Abstract
Drug discovery and development pipeline is a prolonged and complex process and remains challenging for both computational methods and medicinal chemists. Deep learning has shed lights in various fields and achieved tremendous success in designing novel molecules in pharmaceutical industry. We utilize state-of-the-art techniques to propose a deep neural network for rapid designing and generating meaningful drug-like Proteolysis Targeting Chimeras (PROTAC) analogs. Our method, AIMLinker, takes the structural information from the corresponding fragments and generates linkers to incorporate them. In this model, we integrate filters for excluding non-druggable structures guided by protein-protein complexes while retaining molecules with potent chemical properties. The novel PROTACs subsequently pass through molecular docking, taking root-mean square deviation (RMSD), the change of Gibbs free energy (ΔG), and the “Rule of Three” as the measurement criteria for testing the robustness and feasibility of the model.

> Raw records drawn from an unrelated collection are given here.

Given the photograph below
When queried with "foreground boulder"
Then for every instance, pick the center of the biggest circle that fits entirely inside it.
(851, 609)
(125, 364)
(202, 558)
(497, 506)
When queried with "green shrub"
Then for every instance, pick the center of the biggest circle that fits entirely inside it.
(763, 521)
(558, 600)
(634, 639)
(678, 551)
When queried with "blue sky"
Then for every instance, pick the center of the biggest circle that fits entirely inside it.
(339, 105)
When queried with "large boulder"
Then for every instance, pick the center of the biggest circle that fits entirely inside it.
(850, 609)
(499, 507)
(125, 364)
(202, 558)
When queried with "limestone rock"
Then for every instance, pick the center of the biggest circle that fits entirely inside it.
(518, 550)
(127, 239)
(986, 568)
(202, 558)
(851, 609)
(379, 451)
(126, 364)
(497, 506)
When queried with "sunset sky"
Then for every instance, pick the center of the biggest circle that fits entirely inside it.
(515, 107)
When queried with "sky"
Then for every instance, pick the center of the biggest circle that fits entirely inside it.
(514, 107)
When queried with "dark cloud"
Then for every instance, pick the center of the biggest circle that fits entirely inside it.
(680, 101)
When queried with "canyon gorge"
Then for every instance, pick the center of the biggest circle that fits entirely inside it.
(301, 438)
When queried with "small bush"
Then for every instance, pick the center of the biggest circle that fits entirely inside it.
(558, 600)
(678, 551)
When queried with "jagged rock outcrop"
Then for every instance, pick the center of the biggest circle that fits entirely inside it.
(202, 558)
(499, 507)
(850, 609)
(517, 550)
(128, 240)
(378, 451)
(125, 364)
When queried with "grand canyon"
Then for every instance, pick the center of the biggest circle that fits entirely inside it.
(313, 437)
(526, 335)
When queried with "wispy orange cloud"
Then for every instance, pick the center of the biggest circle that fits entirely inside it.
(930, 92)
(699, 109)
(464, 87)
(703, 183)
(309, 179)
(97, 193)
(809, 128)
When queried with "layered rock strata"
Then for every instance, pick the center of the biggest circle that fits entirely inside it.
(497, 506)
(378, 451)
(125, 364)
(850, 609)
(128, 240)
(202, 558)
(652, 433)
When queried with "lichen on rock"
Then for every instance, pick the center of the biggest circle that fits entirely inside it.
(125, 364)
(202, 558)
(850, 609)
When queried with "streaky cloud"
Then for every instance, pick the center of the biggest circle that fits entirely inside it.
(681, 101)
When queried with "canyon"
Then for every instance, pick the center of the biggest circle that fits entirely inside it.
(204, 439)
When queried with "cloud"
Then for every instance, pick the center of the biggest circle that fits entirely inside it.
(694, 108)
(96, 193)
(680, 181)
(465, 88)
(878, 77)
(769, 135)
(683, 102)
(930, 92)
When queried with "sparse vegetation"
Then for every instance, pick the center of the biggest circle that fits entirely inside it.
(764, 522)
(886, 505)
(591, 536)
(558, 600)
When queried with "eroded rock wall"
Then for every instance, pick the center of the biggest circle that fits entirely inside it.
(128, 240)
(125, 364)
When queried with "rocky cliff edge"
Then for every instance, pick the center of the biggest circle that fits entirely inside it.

The generated novel PROTAC molecules possess similar structural information with superior binding affinity to the binding pockets in comparison to existing CRBN-dBET6-BRD4 ternary complexes. We demonstrate the effectiveness of AIMLinker having the power to design compounds for PROTAC molecules with better chemical properties.
Competing Interest Statement
The authors have declared no competing interest.
Footnotes
Revised the delta symbol in abstract section.